Central America prepares for Hurricane Julia

(Bluefields) The Tropical Storm Julia has become a hurricane and is expected to make landfall in Nicaragua at dawn on Sunday, according to the US National Hurricane Center (NHC) and local authorities.

Updated yesterday at 9:52 p.m.

Julia became a hurricane with sustained winds of 120 km / h as it passed near the islands of San Andres and Providencia “, which complete with Santa Catalina a Colombian archipelago of approximately 48,000 inhabitants in the Caribbean Sea, announced the agency. American in a press release.

Nicaraguan Vice President Rosario Murillo announced that Julia is expected to make landfall as a Category 1 hurricane at dawn on Sunday between Orinoco and Laguna de Perlas, north of the town of Bluefields on the country’s southeast coast.

At 00:00 GMT, the hurricane was 200 km east of Bluefields and moving at a speed of 28 km/h, the NHC said.

Colombian President Gustavo Petro has declared “high alert” in San Andres.

Rainfall over the weekend could cause potentially deadly “flash floods and mudslides” in Central America, the NHC also warned.

Bluefields getting ready

In Bluefields, one of the main towns on Nicaragua’s Caribbean coast, fishermen were pulling their boats to safety and locals were rushing to stock up and withdraw cash.

“We have to prepare ourselves with food, a bit of everything, because we don’t know what will happen,” Javier Duarte, a cabinetmaker who prayed for the storm to deviate from its path and spare his life, told AFP. city ​​and its 60,000 inhabitants.

The National System for the Prevention of Disasters of Nicaragua (Sinapred) put the whole country on Saturday on yellow alert and activated rescue units.

The government evacuated some 6,000 people from the Laguna de Perlas area and other threatened localities.

In Guatemala, 22 departments were placed on red alert by the civil protection services as the storm approached, which could also affect Honduras and El Salvador.

In Honduras, the government announced preventive load shedding of the main hydroelectric dam, El Cajon. Especially since the country experienced floods and evacuations at the end of September in the vicinity of San Pedro Sula, the second largest city and industrial heart of the country, and the area now most threatened by Julia.
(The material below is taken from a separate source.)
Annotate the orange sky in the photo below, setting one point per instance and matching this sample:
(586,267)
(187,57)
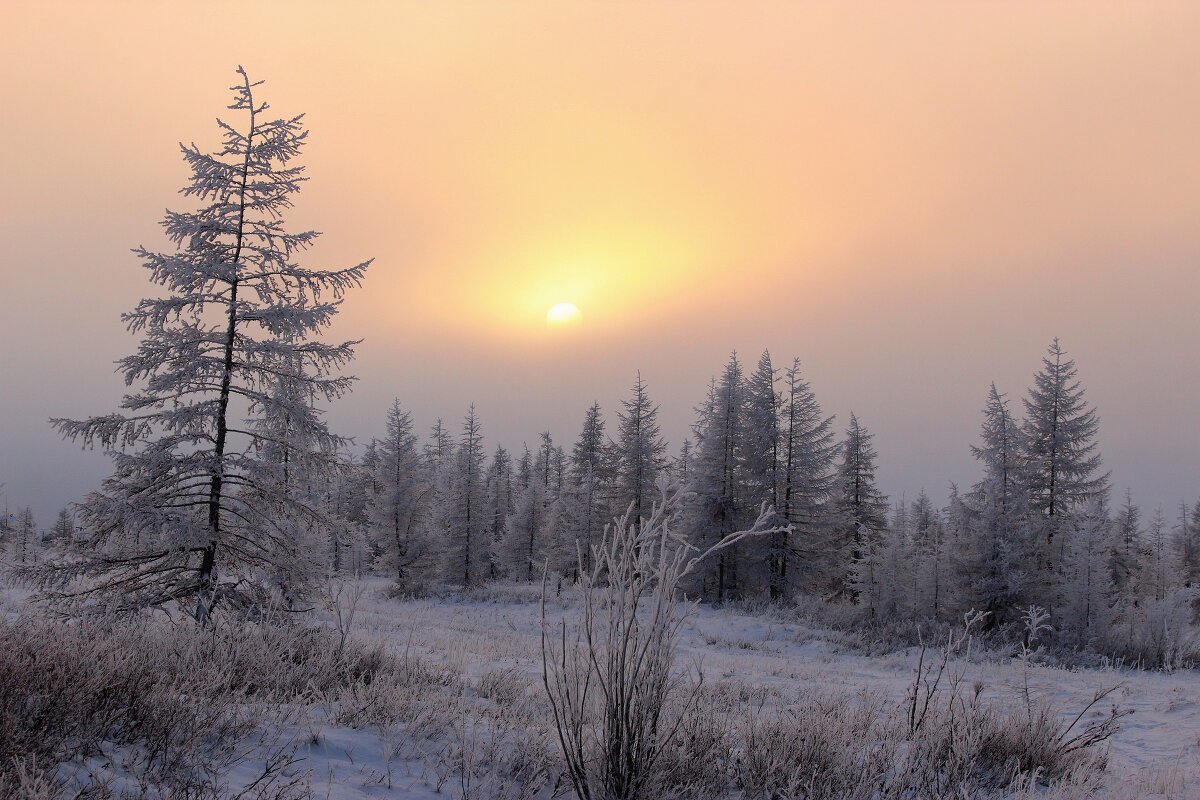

In El Salvador, authorities have declared an orange alert for the whole country, activating rescue units and preventive evacuations in high-risk areas.

In Panama, the Civil Protection has established a yellow alert, including in the province of Darien, an area of ​​jungle that borders Colombia and that hundreds of migrants cross daily to reach the United States.

At the end of 2020, hurricanes Eta and Iota struck Central America, leaving at least 200 dead and as many missing, and damage estimated at several million dollars.